Dismissioni immobili pubblici: nel 2017 proventi per 900 milioni

nel def

Dismissioni immobili pubblici: nel 2017 proventi per 900 milioni

«Per il 2017, i proventi derivanti dalle vendite di immobili pubblici dovrebbero ammontare a 900 milioni, di cui 100 milioni per le vendite di immobili delle amministrazioni centrali, 500 milioni per le vendite effettuate dalle amministrazioni locali e 300 milioni per le vendite degli enti di previdenza».

È quanto si legge nella nota di aggiornamento al Def in cui si ricorda anche l'attività dei fondi immobiliari direttamente gestiti da Invimit.

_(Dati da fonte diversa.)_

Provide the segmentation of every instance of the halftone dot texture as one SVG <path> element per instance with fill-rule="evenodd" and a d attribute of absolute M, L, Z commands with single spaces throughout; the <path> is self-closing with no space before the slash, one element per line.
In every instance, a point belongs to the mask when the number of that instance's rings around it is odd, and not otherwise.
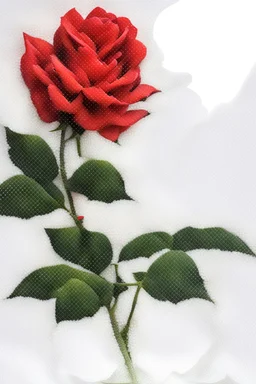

Si tratta di un contributo sostanzioso a raggiungere il target delle privatizzazioni, che il governo ha rivisto allo 0,2% (circa 3,4 miliardi) per il 2017 dato lo slittamento dell’Ipo di Fs anche per la fusione con Anas e della seconda tranche di Poste.

Per quanto riguarda Invimit nel documento si ricorda che i proventi dei fondi saranno contabilizzati per il calo del debito negli anni in cui saranno realizzate le vendite. Comunque «al 30 giugno 2017 – si legge – gli immobili pubblici apportati nei fondi hanno un valore pari a circa 891,1 milioni, a fronte del quale sono state emesse quote che verranno successivamente collocate sul mercato. Attualmente, sono in corso le procedure di ulteriori apporti al fondo 'i3-Università' e al fondo 'i3-Inps' di immobili statali per un valore complessivo di 9,389 milioni. Inoltre, il Comparto Stato del fondo 'i3-core', al 30 giugno 2017 ha investito nei fondi diretti Invimit circa 372 milioni».